HG - A inveja é um sinal de fraqueza, é o reconhecimento de uma inferioridade que alguém tem em relação a outro, por causa de uma situação que quer superar, mas não consegue e cai na frustração. Hoje em dia as transformações sociais são tão rápidas e profundas que existem extractos que se sentem fragilizados e frustrados em relação a outros que estão a avançar. E surge a inveja, que aliás, não é um apanágio restrito à sociedade angolana.
P - Alguns dos seus contos possuem tanta informação que dá a impressão que a trama bem poderia desenrolar-se mais lentamente, de modo a transformar-se numa novela ou romance. Porquê que até agora não se aventurou pelo romance?
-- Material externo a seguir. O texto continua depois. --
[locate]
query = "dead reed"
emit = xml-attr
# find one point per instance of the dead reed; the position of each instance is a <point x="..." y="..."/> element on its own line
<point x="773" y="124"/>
HG - Na prisão tentei fazer um romance, quase o completei, baseado num conto cokwe. Uma vez o Luandino Vieira tentou animar-me a publicá-lo, mas achei que não estava muito bem conseguido e não o terminei.
P - Tem outros textos para publicar?
HG - Tenho coisas antigas. Eu pensava que depois da aposentação teria a minha vida mais livre e arrumada, mas até agora ainda não consegui isso.

(Nota: Entrevista publicada em Março de 2014 no jornal Cultura, Luanda.)